Ralph had divided his time between England and the United States for many years, teaching at Brandeis University in Boston before he came to New York. City University was a good place for him. The Graduate School sits smack in the middle of Manhattan, on 42nd Street, and it attracts lots of students who are working-class adults, many of them broadly on the Left, although more likely on the cultural Left, and preoccupied with varieties of identity politics. No matter, the students flocked to Miliband’s classes, took them enormously seriously, and he for his part found himself the mentor of some very smart gay and feminist activists, for example. Still, for him, the months spent in furnished sublets, away from the family that was dear to him, must have been a little gloomy, and I think grew increasingly so when illness became a presence in his life.

The most important thing about Ralph Miliband is that he was always a socialist, a term about which he remained entirely unapologetic, and which he never felt the need to qualify, as in ‘democratic socialist’ or ‘market socialist’. He understood socialism after all as essentially an extension of democratic arrangements to economic spheres, without which political democracy could not be realized. As for markets, they were in fact the problem, and a socialist society would necessarily have to sharply curtail them.

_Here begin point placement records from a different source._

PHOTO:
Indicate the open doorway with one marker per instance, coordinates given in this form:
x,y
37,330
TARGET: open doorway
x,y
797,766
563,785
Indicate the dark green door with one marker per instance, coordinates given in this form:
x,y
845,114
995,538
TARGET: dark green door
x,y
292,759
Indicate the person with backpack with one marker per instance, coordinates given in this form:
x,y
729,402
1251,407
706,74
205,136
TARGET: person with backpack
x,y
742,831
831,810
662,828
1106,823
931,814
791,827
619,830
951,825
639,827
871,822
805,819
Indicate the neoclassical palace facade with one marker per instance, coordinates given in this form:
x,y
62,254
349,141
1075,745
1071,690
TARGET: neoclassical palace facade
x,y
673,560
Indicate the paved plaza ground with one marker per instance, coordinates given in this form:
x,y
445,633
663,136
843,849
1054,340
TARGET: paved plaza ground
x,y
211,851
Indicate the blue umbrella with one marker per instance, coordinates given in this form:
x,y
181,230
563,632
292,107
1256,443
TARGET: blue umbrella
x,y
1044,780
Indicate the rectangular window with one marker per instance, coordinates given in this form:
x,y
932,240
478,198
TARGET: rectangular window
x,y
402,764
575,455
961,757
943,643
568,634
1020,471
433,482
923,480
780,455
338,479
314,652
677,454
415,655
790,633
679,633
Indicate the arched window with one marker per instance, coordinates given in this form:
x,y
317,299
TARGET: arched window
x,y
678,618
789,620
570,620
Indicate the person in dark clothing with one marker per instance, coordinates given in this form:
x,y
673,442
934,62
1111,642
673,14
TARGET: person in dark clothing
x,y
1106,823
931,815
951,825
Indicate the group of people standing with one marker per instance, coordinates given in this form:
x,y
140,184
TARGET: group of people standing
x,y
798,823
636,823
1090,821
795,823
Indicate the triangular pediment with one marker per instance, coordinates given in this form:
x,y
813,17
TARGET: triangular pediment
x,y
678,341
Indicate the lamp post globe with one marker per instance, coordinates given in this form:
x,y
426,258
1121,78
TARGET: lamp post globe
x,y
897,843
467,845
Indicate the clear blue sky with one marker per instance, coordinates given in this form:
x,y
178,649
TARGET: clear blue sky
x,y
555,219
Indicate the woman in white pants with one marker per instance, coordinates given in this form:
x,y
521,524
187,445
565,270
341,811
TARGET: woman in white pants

Most of Ralph’s work was concerned with understanding the capitalist state, and the politics of capitalist societies. For a time in the 1970s these preoccupations virtually described Left intellectual life. Now the great debates they generated seem to belong to a very remote past, and to reflect on them provokes in me a strange sense of hurtling backwards through time. In intellectual terms, so much has happened, so many words have been spoken or written. Consider the explosion of varieties of postmodernist theorizing, preoccupied with the evanescences of difference and text and totally dismissive, indeed disdainful, of Marxist categories of class. Or consider that even those who remain on the terrain of class and politics confine their arguments to reformist strategies narrowly delimited by international markets and the electoral calculations of social-democratic parties, largely giving up dialectical understanding of social change as conflict and upheaval. Indeed, not only has attention to class and class conflict faded, but the very idea of a capitalist state has evaporated.

Long-time readers of nlr will remember how different the preoccupations of the Left were in 1969–70 when Ralph Miliband engaged in his famous debate with Nicos Poulantzas, a debate that itself provoked a small flood of argument about the nature of the capitalist state. The essential disagreement was about the relative importance of what we would today call structure and agency. Miliband, whose 1969 book The State in Capitalist Society footnote1 traced the role of capitalists as political actors, was criticized by Poulantzas for an untheoretic empiricism and a focus on individuals. The objective structural dependencies of the capitalist state, Poulantzas argued, would force the policies necessary to sustain capitalism, no matter who the agents. Miliband’s retort essentially charged Poulantzas with ‘structural super-determinism’, and the battle was on, raging over Europe and North America as Left intellectuals lined up with the ‘instrumentalists’ or the ‘structuralists’.